TGBC: a hard saying indeed

The Good  Book Club
Saturday, March 10. Luke 14:25-35

 Now large crowds were travelling with him; and he turned and said to them, ‘Whoever comes to me and does not hate father and mother, wife and children, brothers and sisters, yes, and even life itself, cannot be my disciple. 

Whoever does not carry the cross and follow me cannot be my disciple. 

For which of you, intending to build a tower, does not first sit down and estimate the cost, to see whether he has enough to complete it? Otherwise, when he has laid a foundation and is not able to finish, all who see it will begin to ridicule him, saying, “This fellow began to build and was not able to finish.” Or what king, going out to wage war against another king, will not sit down first and consider whether he is able with ten thousand to oppose the one who comes against him with twenty thousand? If he cannot, then, while the other is still far away, he sends a delegation and asks for the terms of peace. 

So therefore, none of you can become my disciple if you do not give up all your possessions.

 ‘Salt is good; but if salt has lost its taste, how can its saltiness be restored? It is fit neither for the soil nor for the manure heap; they throw it away. 

Let anyone with ears to hear listen!’

THOUGHTS FOR SATURDAY. Here again, Jesus shockingly turns core social convention upside down by demanding that his disciples leave their families behind to follow him. Peter & Andrew, James & John did so when Jesus called them away from their fishing boats, nets, father and families. Is Luke thinking of Elisha turning his back on his family at the call of Elijah, to accommodate Luke's theme of Jesus as prophet? IDK. I wonder if this exclusivity demand is a scriptural background for Christians’ called into celibate priesthood and monasteries and convents? By comparison, my own vocation is definitely conditional, because my family comes first with me, how about you? And is this actually Jesus saying this, Jesus son of Mary? Who could hate such a (traditionally if not quite scripturally) doting mother, even for Jesus' sake? 

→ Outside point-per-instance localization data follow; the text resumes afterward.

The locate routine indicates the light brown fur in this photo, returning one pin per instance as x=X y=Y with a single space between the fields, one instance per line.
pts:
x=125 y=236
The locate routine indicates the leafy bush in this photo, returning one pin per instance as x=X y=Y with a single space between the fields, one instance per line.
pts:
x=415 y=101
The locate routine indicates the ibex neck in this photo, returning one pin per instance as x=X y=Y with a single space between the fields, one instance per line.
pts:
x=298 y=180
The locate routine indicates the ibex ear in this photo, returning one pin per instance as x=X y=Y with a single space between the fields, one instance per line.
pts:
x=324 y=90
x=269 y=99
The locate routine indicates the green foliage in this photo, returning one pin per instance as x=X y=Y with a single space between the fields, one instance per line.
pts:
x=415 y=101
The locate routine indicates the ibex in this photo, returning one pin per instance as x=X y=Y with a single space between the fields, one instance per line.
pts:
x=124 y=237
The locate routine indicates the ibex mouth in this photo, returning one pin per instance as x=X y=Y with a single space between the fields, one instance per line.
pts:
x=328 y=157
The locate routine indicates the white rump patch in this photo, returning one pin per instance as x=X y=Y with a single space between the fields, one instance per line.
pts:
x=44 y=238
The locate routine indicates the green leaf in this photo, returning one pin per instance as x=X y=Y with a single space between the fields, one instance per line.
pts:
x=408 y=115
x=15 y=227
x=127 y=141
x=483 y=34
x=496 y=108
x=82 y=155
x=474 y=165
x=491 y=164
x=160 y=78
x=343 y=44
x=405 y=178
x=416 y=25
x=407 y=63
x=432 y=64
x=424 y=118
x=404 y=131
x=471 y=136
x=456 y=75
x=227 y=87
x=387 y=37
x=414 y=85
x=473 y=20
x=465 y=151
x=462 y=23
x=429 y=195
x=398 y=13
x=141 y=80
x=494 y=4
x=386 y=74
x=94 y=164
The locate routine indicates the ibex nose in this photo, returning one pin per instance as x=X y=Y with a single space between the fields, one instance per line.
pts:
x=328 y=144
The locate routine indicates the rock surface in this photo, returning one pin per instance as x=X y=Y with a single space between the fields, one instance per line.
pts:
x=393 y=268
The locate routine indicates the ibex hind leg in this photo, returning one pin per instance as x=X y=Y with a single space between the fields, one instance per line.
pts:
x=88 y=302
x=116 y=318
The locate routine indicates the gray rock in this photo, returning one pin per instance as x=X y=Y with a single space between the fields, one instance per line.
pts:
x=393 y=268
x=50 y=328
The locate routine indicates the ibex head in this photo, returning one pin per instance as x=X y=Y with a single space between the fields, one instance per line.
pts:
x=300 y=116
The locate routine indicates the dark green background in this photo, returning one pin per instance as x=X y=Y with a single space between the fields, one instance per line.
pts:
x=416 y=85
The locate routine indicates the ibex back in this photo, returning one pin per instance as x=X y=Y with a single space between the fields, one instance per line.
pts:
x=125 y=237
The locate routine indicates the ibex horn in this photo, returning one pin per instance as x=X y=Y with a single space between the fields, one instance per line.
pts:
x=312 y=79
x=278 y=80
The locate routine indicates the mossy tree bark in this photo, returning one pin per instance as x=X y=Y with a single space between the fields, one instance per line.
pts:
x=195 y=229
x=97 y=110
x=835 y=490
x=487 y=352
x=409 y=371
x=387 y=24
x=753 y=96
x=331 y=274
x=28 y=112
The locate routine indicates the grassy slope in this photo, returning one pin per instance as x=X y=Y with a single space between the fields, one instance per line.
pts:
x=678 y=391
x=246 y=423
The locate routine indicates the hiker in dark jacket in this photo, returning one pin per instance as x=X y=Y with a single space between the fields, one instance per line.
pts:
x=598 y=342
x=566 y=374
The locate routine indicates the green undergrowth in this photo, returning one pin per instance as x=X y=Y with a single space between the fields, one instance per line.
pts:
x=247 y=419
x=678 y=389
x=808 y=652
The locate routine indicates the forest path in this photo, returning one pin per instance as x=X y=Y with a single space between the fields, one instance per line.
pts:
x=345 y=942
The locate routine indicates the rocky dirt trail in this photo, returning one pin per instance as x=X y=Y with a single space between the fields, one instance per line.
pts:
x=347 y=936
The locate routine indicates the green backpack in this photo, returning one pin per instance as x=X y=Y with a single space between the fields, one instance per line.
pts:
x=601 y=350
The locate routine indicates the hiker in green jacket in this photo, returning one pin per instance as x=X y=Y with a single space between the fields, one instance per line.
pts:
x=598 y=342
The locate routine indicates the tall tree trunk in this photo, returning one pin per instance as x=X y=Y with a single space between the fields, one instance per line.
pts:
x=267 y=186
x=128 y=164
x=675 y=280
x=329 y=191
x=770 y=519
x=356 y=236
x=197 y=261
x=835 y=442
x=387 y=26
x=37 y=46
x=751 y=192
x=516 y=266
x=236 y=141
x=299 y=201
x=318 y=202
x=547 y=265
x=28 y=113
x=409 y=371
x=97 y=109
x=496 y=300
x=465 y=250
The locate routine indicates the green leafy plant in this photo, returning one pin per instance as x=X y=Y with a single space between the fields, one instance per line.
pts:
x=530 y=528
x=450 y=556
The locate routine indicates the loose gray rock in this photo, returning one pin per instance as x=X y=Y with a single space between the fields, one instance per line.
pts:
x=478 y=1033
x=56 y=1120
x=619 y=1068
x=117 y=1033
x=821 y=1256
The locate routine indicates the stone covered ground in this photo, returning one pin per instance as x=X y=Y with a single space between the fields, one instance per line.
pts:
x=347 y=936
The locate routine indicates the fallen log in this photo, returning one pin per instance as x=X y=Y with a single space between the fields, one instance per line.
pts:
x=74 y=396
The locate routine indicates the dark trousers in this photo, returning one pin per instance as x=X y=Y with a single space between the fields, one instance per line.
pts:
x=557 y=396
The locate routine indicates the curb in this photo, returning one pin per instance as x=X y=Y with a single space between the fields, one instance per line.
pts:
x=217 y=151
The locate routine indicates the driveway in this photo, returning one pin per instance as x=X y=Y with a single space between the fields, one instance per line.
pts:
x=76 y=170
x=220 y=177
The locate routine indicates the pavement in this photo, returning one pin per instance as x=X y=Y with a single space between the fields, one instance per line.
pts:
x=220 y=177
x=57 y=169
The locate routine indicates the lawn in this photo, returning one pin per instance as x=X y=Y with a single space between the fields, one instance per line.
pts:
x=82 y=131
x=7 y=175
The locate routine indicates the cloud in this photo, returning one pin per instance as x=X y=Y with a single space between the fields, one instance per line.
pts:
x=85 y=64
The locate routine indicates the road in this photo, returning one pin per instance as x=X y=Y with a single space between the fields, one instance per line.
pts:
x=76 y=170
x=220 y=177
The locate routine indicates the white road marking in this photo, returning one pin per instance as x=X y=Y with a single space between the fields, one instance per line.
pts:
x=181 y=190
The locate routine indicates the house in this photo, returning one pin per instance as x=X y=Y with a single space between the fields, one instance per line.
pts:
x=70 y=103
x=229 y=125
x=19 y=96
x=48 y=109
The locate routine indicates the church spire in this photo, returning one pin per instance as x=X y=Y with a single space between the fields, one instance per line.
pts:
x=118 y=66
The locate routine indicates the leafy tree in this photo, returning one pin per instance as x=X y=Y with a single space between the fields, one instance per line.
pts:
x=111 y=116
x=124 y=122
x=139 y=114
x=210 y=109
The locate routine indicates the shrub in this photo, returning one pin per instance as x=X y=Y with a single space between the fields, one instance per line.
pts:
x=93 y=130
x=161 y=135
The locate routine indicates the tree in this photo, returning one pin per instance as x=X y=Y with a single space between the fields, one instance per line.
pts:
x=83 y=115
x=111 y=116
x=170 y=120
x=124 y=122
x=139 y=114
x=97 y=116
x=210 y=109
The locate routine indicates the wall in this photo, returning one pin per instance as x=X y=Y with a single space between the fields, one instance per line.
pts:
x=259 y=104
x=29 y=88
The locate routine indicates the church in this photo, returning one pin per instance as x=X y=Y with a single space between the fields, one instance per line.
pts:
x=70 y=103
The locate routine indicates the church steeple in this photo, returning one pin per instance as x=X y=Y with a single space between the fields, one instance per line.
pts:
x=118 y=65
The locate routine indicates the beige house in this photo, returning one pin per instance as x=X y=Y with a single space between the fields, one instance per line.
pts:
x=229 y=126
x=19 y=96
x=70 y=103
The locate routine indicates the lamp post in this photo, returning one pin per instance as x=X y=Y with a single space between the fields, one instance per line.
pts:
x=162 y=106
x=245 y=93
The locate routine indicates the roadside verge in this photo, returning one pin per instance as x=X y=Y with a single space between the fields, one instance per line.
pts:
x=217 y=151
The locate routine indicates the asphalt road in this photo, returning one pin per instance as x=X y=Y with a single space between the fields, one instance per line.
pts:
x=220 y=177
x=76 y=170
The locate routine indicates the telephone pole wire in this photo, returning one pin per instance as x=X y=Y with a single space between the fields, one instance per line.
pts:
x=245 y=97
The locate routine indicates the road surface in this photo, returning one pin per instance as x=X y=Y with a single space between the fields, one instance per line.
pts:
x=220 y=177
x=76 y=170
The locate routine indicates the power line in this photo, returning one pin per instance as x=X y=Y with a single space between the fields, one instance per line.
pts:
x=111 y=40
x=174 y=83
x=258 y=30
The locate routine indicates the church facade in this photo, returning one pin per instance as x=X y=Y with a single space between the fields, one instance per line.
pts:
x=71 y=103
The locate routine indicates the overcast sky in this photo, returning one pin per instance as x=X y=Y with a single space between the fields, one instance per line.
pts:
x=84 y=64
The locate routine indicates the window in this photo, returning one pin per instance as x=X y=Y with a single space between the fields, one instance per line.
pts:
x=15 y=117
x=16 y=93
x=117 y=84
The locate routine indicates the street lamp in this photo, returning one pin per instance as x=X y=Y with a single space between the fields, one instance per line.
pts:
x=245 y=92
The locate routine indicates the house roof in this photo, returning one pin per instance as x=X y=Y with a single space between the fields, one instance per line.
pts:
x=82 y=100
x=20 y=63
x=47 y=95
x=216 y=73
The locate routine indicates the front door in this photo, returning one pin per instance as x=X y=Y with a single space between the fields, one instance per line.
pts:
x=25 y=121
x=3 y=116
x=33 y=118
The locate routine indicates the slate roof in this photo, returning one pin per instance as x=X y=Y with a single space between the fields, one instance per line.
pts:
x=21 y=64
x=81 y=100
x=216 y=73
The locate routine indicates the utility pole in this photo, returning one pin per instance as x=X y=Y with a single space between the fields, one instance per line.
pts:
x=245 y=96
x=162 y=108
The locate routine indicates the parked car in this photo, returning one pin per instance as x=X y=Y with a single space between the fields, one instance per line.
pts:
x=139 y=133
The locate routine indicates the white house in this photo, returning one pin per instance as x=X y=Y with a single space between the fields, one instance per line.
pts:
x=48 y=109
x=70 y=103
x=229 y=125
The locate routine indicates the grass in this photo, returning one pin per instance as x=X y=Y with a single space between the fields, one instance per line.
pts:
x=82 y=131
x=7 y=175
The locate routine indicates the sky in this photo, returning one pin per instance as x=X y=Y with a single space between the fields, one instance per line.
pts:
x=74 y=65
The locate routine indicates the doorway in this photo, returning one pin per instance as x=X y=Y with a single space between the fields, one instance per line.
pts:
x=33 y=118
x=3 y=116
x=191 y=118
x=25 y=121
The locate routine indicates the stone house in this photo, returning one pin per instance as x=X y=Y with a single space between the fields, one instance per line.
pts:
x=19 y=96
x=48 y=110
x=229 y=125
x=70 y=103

This is a hard saying indeed, and I wonder if it reflects a period in Luke's time when people, perhaps especially Jewish Christians, faced and were being threatened with shunning and disowning by their families for being members of the developing Christian church with its increasingly high christology?

The second pic is from The Passion of the Christ as Jesus falls with his cross, Mary breaks through the crowd and rushes to him, as he says, “See, Mother. I make all things new.” It is one of the most devastatingly moving scenes I have ever experienced in a motion picture. 

Still and nevertheless, from a literary perspective, the word about the cross is anachronistic, Luke writing after Easter.

The combination about the tower and the foundation and the kings waging war, lacks context here and neither follows from the preceding nor leads rationally to the “So therefore” that begins the next thought. I’m not sure what I’ll do with that if it ever comes up on my Sunday to preach. Probably preach on the Leviticus lesson.

Salt? Yes, though generally around my house salt does not have an opportunity to lose its taste. A primary flavoring and preservative, salt was dearer in Jesus’ time, you didn’t just go down to the Seven-Eleven or drive over to Publix and buy a new carton of Morton’s. In those days, salt was not likely the fashion item it has lately become, with iodized salt, and sea salt, and gray salt, and pink salt. “Please pass the salt.” And if you’re being cautious about contagion and the flu, when you pick up the salt shaker or the salt grinder on the table in the restaurant, remember: the last diner at your table sneezed into his hand just before picking up the salt grinder. At any event, the salt saying seems more a truism than a proverb.